Y así, gracias a las palabras de Santa Teresa, escucho a mi voluntad y retomo el trazo de las que ya no están. Entre miradas esquivas, logro evadirme para sentirlas más cerca y dialogar. Buscar respuestas en un pasado difuso. Y es entonces donde comprendo que lo que realmente pesaba en los hombros de mi fallecida abuela no era María, sino el sistema.

Allá por los años treinta, cuenta la leyenda familiar que mi abuela buscó en las monjas teresianas la respuesta a tantas preguntas, todavía sin resolver. Hoy, ochenta años más tarde, su nieta busca en la Academia con el mismo anhelo. Como entonces, el duelo de una España dividida pesa sombre nuestros hombros. El sinsentir de un pueblo que abraza banderas por encima de almas.

Ojalá sentirte, recuperar el diálogo. Contarte de mi vida. De mis compañeras, de mis emociones. De cómo el tiempo sana heridas y acerca a primas, recuperando el relato. El trazo de la canción ha permitido que entienda por qué hiciste lo que hiciste. Y, por fin, no os juzgo. Pudisteis hacerlo mejor, quizá.

Y es que gracias al feminismo que duele, que enseña, he aprendido a perdonar. A comprender las lágrimas de quién fue dañada cuando solo era semilla y tiene miedo de cuidar. A ser yo y a amar en plural, en una sociedad patriarcal y binaria hasta la médula.

El tiempo pasa fugaz. Demasiado. De generación en generación, los sueños se van sumiendo en el olvido, aceptando el destino y limitándose a seguir el mandato. Quizá esta vez sea diferente. Quizá pueda detener el tiempo cinco segundos más para escuchar a quien aún puede enseñarme, desvelando el alma entre delantales, superando las corazas de la feminidad del papel couché para volver al telar de las viejas curanderas.

Decías que no querías una nieta, ¿recuerdas? Que no querías que sufriera. Tengo una sorpresa: las mujeres de mi generación hemos logrado transformar ese dolor en gozo, uniéndonos y superando distancias. Recuperamos el poder de la mística en el ciberespacio, retomamos la tierra en festivales de verano y rompemos lo binario en cada 8 de marzo.

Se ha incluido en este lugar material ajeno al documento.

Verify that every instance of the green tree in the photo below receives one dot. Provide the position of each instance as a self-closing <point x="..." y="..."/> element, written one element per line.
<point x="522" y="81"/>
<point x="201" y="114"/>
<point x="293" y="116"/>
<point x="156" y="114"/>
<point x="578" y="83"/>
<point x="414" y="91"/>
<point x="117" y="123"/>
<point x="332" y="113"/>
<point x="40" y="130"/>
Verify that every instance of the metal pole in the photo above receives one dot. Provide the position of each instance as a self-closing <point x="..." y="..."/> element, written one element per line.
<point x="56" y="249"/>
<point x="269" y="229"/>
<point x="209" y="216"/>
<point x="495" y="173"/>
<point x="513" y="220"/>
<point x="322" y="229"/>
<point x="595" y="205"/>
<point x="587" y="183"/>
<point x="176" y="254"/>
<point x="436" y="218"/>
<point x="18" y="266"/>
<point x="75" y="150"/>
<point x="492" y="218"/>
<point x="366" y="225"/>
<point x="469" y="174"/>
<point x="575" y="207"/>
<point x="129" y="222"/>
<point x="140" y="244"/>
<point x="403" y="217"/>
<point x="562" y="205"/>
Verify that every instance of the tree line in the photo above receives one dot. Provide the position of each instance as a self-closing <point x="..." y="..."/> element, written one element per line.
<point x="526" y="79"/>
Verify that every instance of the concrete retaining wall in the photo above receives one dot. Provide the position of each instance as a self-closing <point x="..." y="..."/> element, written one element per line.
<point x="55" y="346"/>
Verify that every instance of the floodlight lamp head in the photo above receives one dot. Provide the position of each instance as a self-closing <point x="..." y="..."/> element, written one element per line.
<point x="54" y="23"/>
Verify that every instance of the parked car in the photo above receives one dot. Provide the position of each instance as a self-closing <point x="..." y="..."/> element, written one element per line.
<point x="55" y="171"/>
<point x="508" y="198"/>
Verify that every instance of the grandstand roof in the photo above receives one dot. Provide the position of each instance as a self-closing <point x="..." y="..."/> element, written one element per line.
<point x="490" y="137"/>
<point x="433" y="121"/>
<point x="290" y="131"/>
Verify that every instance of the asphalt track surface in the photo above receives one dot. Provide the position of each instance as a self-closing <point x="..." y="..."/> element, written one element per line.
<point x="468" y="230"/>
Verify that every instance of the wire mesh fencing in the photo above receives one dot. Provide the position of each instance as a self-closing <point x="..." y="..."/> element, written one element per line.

Si supieras lo que ha cambiado todo…Que ser mujer ya no responde al cuerpo, sino al alma. Que amarse entre nosotras ya no está prohibido. Es más, se celebra en verbenas y fiestas rurales. Quién sabe, puede que nosotras no hayamos descubierto nada en realidad. Puede que solo hayamos roto la máscara para volver a fluir en nuestra esencia.